The Palestinians began to pay a price for their resistance to change when the first Jews fled the pogroms of Europe for Palestine in the 1890s. As professors Baruch Kimmerling and Joel Migdal write in their informative, pro-Zionist history, Palestinians: The Making of a People (Free Press: $29.95; 362 pp.), the technology, education and capital the Jews brought to Palestine gave them a huge economic advantage over the resident Arabs. By 1934, Palestinian Jews had an annual per capita income equivalent to 34; for Palestinians, it was only 7. As Mackey writes, “Rather than benefiting from any trickle-down phenomenon from the Jewish economy, the Palestinian faced a steeply escalating cost of living brought about by the infusion of foreign money to which he had no access.”

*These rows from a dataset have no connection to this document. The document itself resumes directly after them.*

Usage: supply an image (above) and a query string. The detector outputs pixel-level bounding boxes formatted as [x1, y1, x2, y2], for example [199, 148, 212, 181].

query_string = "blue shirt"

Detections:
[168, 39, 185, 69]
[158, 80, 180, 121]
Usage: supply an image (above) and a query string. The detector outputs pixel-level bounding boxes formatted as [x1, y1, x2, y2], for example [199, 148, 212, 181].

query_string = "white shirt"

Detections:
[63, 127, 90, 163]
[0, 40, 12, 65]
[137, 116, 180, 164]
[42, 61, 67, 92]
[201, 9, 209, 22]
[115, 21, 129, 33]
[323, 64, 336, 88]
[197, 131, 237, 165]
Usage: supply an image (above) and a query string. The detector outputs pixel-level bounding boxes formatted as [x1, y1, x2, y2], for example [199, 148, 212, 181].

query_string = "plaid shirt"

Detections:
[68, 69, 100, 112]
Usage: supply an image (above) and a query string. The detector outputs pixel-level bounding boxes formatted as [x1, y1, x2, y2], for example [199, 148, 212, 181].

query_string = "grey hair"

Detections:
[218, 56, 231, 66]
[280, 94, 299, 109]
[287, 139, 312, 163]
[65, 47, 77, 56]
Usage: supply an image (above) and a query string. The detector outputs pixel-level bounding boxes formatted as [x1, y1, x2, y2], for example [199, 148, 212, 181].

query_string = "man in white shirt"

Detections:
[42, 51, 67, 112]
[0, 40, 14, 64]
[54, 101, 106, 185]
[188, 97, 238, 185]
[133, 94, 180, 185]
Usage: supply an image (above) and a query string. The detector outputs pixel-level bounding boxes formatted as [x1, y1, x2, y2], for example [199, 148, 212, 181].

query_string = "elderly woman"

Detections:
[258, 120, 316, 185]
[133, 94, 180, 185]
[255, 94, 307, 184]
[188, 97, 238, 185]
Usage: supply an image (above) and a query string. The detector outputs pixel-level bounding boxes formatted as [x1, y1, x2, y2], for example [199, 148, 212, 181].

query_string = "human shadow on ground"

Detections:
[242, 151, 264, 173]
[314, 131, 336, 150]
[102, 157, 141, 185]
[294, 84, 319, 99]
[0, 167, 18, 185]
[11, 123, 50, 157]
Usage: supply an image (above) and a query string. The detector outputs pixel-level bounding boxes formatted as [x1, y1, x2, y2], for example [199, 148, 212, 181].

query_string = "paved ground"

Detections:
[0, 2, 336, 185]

In religion, many Palestinians found an effective balm against the pain of their powerlessness. Typical was Abdul Aziz Rantisi, the exiled Islamic Studies professor who now leads prayers for the Palestinians currently stranded in Lebanon. In The New Palestinians: The Emerging Generation of Leaders by John Wallach and Janet Wallach (Prima Publishing, P.O. Box 1260WAL, Rocklin, CA 95677: $22.95; 331 pp.), a series of generally vivid portraits, authors John Wallach and Janet Wallach show how Abdul Aziz spent his childhood in circumstances not unlike the ones he finds himself in today: in a tent camp in the Israeli-occupied Gaza Strip. “I will never forget that I had no shoes,” he remembers. “I had to go to school with bare feet and torn clothes. I never had enough to eat.” After he lost his uncle in a 1956 bombing of the camp and some of his friends in the 1967 War, Abdul Aziz found himself sitting silent and alone for long periods of time. Then he found religion. He was initiated into the Muslim Brotherhood, ironically, by members of a mosque built with money the Israelis had given the Gazans in an attempt to quell uprisings after the 1967 war.

Ultimately, the story enacted here is about much more than whether to call a small, Maryland-sized patch of desert Israel or Palestine. It is about a people trying to emerge from the Third World into the First--and we are certain to hear more of it as the North/South rivalry replaces the old East/West one. Whether the intellect and courage the Palestinians display so clearly in these books will be enough to help them make this transition, or whether they will remain invisible until they accumulate cruder expressions of strength, from oil to armaments, remains to be seen. Meanwhile, all we can do is root for those Palestinians now trying to build bridges from old to new.